El de Aragón regresó a sus Estados, el castellano se preparó a tomar
Murviedro, donde mandaba el señor de Albarracín, que aliado suyo antes,
le había sido infiel durante el sitio de Valencia (1097).
Primeramente
quiso recobrar Almenara, que cayó en su poder a los tres meses. Púsose
después sobre Murviedro. Pidiéronle los sitiados un plazo de treinta
días, a condición de rendírsele si no eran en este intervalo socorridos.

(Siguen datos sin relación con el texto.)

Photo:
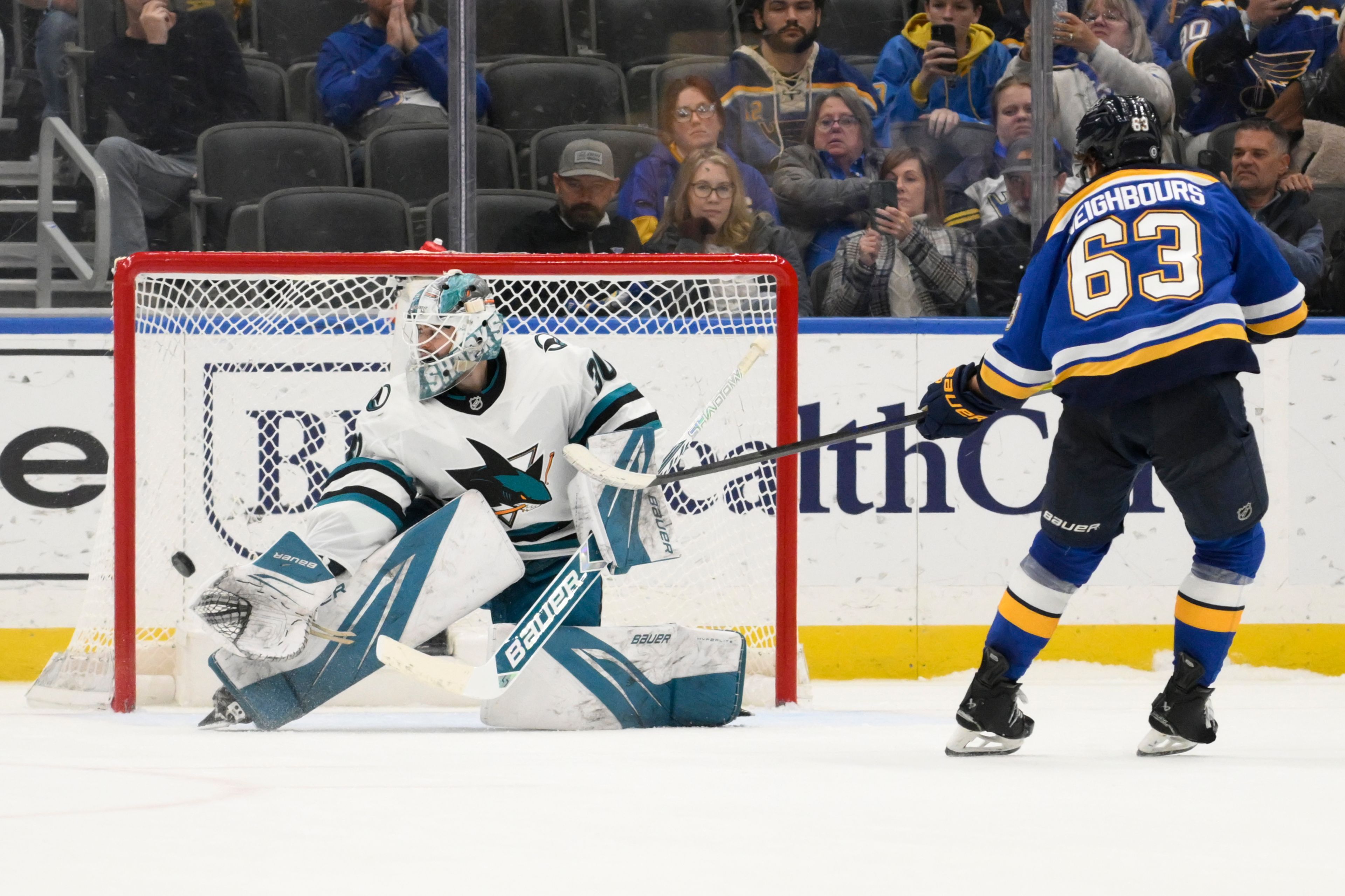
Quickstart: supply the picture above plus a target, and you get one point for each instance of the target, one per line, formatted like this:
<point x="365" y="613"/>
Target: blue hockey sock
<point x="1210" y="602"/>
<point x="1036" y="598"/>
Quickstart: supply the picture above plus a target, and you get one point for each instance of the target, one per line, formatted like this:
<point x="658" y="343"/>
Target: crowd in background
<point x="787" y="148"/>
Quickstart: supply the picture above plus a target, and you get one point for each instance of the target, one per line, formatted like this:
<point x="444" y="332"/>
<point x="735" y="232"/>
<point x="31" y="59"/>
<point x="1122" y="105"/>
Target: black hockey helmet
<point x="1119" y="131"/>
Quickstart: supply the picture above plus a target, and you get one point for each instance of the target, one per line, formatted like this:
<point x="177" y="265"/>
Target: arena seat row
<point x="627" y="33"/>
<point x="336" y="218"/>
<point x="241" y="163"/>
<point x="529" y="93"/>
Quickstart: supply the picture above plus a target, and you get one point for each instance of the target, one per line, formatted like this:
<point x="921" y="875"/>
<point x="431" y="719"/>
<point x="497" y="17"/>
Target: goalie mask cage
<point x="239" y="378"/>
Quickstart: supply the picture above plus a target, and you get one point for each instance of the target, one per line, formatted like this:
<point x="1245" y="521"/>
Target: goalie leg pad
<point x="510" y="605"/>
<point x="429" y="576"/>
<point x="626" y="677"/>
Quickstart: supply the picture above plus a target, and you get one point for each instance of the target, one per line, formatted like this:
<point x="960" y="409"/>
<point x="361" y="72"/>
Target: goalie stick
<point x="553" y="606"/>
<point x="587" y="462"/>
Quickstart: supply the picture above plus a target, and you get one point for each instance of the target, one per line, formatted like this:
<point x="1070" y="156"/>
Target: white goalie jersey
<point x="505" y="443"/>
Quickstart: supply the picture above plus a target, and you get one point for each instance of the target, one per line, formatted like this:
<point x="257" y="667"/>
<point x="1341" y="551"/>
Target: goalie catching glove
<point x="953" y="409"/>
<point x="264" y="610"/>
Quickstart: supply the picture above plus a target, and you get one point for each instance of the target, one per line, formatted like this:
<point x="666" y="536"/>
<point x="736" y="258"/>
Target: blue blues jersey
<point x="1146" y="279"/>
<point x="1284" y="53"/>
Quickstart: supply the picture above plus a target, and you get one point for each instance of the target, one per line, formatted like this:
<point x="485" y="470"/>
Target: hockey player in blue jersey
<point x="1243" y="54"/>
<point x="1138" y="311"/>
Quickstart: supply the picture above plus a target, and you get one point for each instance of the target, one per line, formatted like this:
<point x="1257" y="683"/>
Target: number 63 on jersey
<point x="1099" y="267"/>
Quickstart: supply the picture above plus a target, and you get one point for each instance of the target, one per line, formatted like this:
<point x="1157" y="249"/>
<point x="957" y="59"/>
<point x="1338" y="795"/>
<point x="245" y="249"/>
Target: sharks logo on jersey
<point x="508" y="489"/>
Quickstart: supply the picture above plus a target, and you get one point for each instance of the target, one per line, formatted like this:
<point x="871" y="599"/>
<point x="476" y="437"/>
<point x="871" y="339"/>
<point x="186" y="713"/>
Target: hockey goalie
<point x="456" y="495"/>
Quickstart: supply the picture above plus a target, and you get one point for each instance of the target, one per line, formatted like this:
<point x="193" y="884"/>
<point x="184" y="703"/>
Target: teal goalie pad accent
<point x="384" y="609"/>
<point x="713" y="699"/>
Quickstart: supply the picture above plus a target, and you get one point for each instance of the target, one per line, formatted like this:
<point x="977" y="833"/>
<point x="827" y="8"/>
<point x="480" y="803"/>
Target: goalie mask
<point x="451" y="326"/>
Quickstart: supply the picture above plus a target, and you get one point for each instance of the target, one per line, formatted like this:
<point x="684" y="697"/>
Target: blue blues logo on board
<point x="271" y="436"/>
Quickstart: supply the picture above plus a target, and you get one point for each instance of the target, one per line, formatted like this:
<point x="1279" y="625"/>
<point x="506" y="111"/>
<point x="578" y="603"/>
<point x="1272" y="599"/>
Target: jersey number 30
<point x="1101" y="279"/>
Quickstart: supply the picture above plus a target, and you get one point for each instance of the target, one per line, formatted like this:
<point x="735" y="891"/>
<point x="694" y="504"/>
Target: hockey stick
<point x="586" y="462"/>
<point x="493" y="679"/>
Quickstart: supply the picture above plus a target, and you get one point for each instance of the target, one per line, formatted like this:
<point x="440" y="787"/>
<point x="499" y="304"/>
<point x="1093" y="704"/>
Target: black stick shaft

El Cid se le concedió. El señor de Murviedro y de Albarracín se dirigió
sucesivamente en demanda de auxilio a Alfonso de Castilla, a Almostaín
de Zaragoza, a los Almorávides y al conde de Barcelona. Alfonso contestó
que más le agradaría ver a Murviedro en poder de Rodrigo que en el
de un príncipe sarraceno. Negósele Almostaín intimidado por las amenazas
del Campeador. Los Almorávides no quisieron moverse sin que el emperador
Yussuf se pusiera a su cabeza. Y el de Barcelona, que sitiaba Oropesa,
se retiró con solo el rumor de que se aproximaba el Cid. Pasados los
treinta días intimó Rodrigo la rendición a los sitiados. Disculpáronse
ellos con que los mensajeros no habían regresado aún, y el Cid les
dio espontáneamente un nuevo plazo de doce días. Pasaron estos, y
todavía le suplicaron que prorrogara aquél hasta la Pascua de Pentecostés:
el Cid les concedió generosamente hasta San Juan: tal era la confianza
que tenía de que nadie sería osado a socorrerlos, y aun les permitió
poner en seguridad sus mujeres, sus hijos y sus bienes. En vano esperaron
este largo tiempo los sitiados, nadie se atrevió a acudir en su ayuda,
e hizo el Cid su entrada en Murviedro el 24 de junio de 1098. Pidióles
entonces el equivalente al dinero que habían enviado a los Almorávides
para empeñarlos a que fueran a combatirle, y como no les fuese posible
aprontarlo fueron los moros de Murviedro encadenados y conducidos
a Valencia.
Pero
Castilla iba a verse bien pronto privada del robusto brazo del más
ilustre de sus guerreros. Los Almorávides mandados por Ben Aixa derrotaron
a Alvar Fáñez, pariente y compañero del Cid, en las inmediaciones
de Cuenca. Avanzaron hacia Alcira y habiendo encontrado allí una parte
del ejército de Rodrigo le derrotaron también. Cuando los soldados
que escaparon con vida le llevaron la triste nueva, el Cid, jamás
vencido cuando él capitaneaba a sus guerreros, murió de pesar (julio
de 1099). «¡Que Dios no use de misericordia con él!» añade el escritor
arábigo.
Todavía
después de la muerte de Rodrigo su esposa Jimena, digna consorte de
tan grande héroe, continuó defendiendo a Valencia contra los reiterados
ataques de los Almorávides. Más de dos años sostuvo la ilustre viuda
el honor de las armas castellanas en aquella ciudad ya famosa, hasta
que en octubre de 1101 le puso cerco el general almorávide Mazdalí
con poderosísimo ejército. Aun así se sostuvieron firmemente los sitiados
por espacio de siete meses, al cabo de los cuales, envió Jimena al
obispo de la ciudad, Jerónimo, francés como la mayor parte de los
que Alfonso había colocado,a suplicar al rey de Castilla que acudiera
en su socorro. Hízolo así Alfonso VI, entrando con su ejército en
Valencia sin que el de los Almorávides fuera capaz de estorbárselo.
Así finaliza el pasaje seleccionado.